West of the fortified village on the rocks two more forts were built:citadel Celio-Cega preserved until the present and the citadel of the Andreis family, nowadays hardly visible in the sea.

Local Interest

The Parish Church Our Lady of Rosary is one of the largest in Central Dalmatia. Constructed as a nave basilica it has a marble interior stretching 400m. The town also hosts (along with other towns in the area) a Carnival in February and during July and August the 'Kastela Cultural Summer Carnival' which includes exhibitions, music, sports and other events. There are a range of restaurants offering local and traditional dishes, there are also a range of apartments available to visitors during the summer.
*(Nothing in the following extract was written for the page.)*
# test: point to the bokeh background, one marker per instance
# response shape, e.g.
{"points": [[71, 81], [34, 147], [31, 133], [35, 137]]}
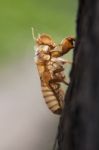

The village has a daily market during the year selling local produce, flowers etc. in the 'Brce' (Square) and also hosts several festivals during the summer in the square or on the 'Riva' (Port side). These include the Fishermen's party in July, Victory Day in August and squid fishing in October. Kastela also organises and hosts concerts featuring locals singers and musicians, comedy shows etc . The local football team (HKN Kastel Stari) play at the edge of the village.

In January 2020 work commenced on a new marina and improvements to the Riva, the work is expected to continue through to the autumn of 2021.